About

 

How does the NHS obtain its goods and services?


The NHS is made up of 452 trusts (predominantly acute, mental health, foundation, primary care and ambulance trusts), each with its own budget to spend.

 

Most commonly, trusts purchase through:

  • national framework contracts negotiated by the NHS Purchasing and Supply Agency (PASA)
  • national framework agreements managed and negotiated by NHS Supply Chain
  • individual trusts' local contracts
  • consortium contracts, where a group of trusts work together to negotiate contracts –
    these groups have developed into collaborative procurement organisations
  • pan-government contracts


Collaborative Procurement


The NHS has long recognised the benefits of collaborative procurement, stretching back over many years. This followed successive reports on the subject, particularly around national, regional and area contracting.

 

Following the establishment of NHS trusts in the early 1990s, which brought about a more competitively focused and devolved NHS, there was recognition that NHS procurement must not allow itself to become fragmented.
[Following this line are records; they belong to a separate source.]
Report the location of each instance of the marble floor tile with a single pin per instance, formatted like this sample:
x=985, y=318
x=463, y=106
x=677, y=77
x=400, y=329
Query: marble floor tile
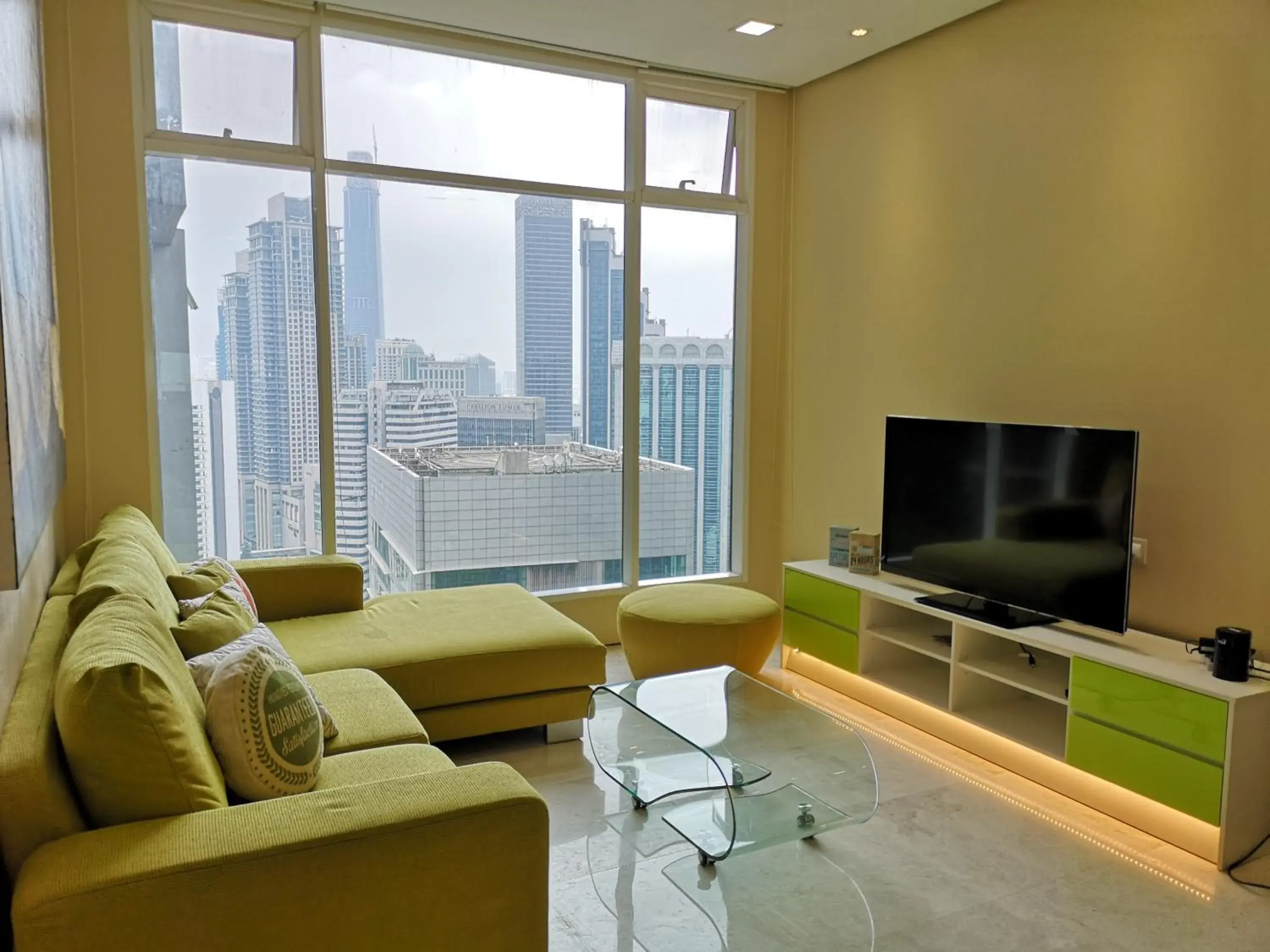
x=962, y=856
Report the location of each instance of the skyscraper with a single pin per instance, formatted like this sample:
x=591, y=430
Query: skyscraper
x=272, y=353
x=544, y=308
x=385, y=414
x=482, y=376
x=685, y=418
x=362, y=263
x=501, y=422
x=602, y=289
x=169, y=305
x=216, y=484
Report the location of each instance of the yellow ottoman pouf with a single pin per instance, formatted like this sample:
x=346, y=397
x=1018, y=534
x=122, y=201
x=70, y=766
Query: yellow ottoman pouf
x=670, y=629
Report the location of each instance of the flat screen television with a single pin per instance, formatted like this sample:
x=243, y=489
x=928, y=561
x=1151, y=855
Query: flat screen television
x=1028, y=525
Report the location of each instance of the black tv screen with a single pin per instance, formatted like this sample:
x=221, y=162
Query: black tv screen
x=1035, y=517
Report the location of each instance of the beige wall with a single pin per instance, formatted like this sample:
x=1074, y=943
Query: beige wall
x=21, y=607
x=98, y=210
x=99, y=229
x=1055, y=211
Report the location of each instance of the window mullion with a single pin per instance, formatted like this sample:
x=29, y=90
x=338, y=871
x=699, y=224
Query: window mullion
x=322, y=294
x=632, y=332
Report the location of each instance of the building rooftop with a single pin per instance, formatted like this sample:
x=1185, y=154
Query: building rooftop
x=508, y=461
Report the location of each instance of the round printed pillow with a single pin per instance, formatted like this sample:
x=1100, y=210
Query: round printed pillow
x=263, y=725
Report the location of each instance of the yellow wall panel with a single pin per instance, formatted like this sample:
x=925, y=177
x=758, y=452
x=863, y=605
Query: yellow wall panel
x=1053, y=211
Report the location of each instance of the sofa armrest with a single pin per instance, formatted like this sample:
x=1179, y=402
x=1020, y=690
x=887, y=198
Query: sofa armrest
x=450, y=860
x=294, y=588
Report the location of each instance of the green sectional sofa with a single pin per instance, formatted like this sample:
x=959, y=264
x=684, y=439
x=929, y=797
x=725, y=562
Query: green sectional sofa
x=395, y=847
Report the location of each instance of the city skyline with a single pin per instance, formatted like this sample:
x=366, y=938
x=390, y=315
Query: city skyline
x=412, y=400
x=436, y=296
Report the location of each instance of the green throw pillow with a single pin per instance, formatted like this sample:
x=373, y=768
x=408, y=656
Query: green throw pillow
x=199, y=582
x=131, y=720
x=121, y=565
x=219, y=621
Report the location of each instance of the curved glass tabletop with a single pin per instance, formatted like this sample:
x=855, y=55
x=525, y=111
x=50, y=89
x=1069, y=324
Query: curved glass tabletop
x=747, y=765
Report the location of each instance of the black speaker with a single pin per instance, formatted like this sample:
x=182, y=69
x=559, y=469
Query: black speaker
x=1232, y=655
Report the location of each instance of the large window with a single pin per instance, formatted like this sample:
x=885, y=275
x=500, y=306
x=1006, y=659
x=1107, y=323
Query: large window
x=394, y=327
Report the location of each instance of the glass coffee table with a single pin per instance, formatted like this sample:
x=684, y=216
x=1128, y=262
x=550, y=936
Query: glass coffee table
x=738, y=766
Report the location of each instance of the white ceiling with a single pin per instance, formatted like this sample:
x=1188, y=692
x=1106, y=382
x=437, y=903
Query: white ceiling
x=814, y=37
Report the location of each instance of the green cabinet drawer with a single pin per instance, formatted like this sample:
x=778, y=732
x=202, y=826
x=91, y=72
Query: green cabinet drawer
x=1166, y=776
x=825, y=641
x=822, y=600
x=1174, y=716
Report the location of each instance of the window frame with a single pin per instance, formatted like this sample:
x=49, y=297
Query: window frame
x=305, y=30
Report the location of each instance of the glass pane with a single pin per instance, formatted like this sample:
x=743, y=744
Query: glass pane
x=237, y=357
x=690, y=148
x=459, y=347
x=686, y=389
x=431, y=111
x=216, y=83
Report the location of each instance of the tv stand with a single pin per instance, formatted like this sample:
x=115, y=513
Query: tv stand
x=1131, y=725
x=999, y=614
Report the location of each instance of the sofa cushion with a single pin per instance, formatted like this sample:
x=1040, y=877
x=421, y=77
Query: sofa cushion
x=122, y=565
x=450, y=647
x=37, y=799
x=131, y=720
x=131, y=522
x=68, y=579
x=220, y=620
x=204, y=579
x=369, y=713
x=380, y=765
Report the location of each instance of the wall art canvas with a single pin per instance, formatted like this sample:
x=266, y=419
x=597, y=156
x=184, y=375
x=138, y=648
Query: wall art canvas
x=32, y=446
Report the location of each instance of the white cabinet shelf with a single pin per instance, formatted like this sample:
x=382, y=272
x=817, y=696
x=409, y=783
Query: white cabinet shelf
x=928, y=682
x=1030, y=720
x=980, y=691
x=1047, y=680
x=921, y=639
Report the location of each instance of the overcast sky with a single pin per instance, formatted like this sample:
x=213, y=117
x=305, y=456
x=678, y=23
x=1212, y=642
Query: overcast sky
x=449, y=256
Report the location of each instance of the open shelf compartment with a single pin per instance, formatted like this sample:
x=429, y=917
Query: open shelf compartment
x=1032, y=669
x=908, y=672
x=1034, y=720
x=905, y=627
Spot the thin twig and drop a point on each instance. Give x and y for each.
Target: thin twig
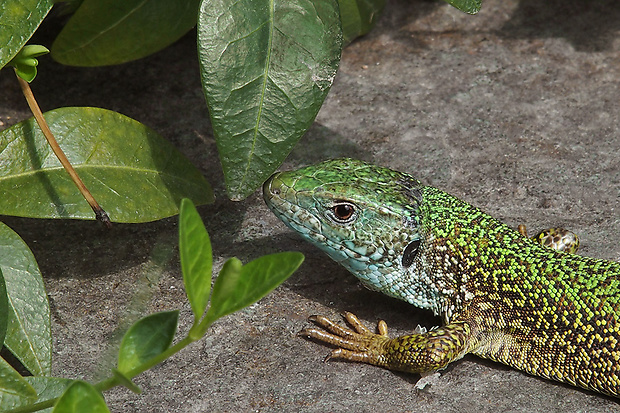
(100, 214)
This fact was acknowledged in the Audit Commission report Goods for your Health, published in 1996. The late 1990s witnessed the creation and development of some pioneering NHS purchasing collaboratives, working together to deliver better value for their constituent trusts and complementing the work undertaken nationally.

 

NHS PASA was established in April 2000 and has been instrumental in encouraging the development of greater collaboration between NHS organisations. In 2002 PASA launched its report MODernising NHS Supply, coinciding with the publication of the Audit Commission’s acute hospital portfolio review - Procurement and supply – a follow-up to the Goods for your Health report.

 

MODernising NHS Supply saw the development and establishment of NHS collaborative procurement organisations coterminous with Strategic Health Authority (SHA) boundaries, known as supply management confederations. The policy was launched through a ministerial conference in May 2002 at which groups of NHS organisations were invited to submit applications for pilot confederation status. Following a rigorous selection process, six confederations were awarded pilot status.

 

In 2004, the Supply Chain Excellence Programme (SCEP) was launched by the Commercial Directorate (part of the Department of Health) to promote the creation of collaborative procurement hubs (CPHs) targeted to achieve £270 million savings by 2007-08. In the latter part of 2004, business cases for the establishment of three pathfinder CPHs were completed, and they commenced formal operation from 1 April 2005.

 

The CPH programme continues to develop. There are now eight established hubs, plus further progress on coordinated procurement across London and the South West.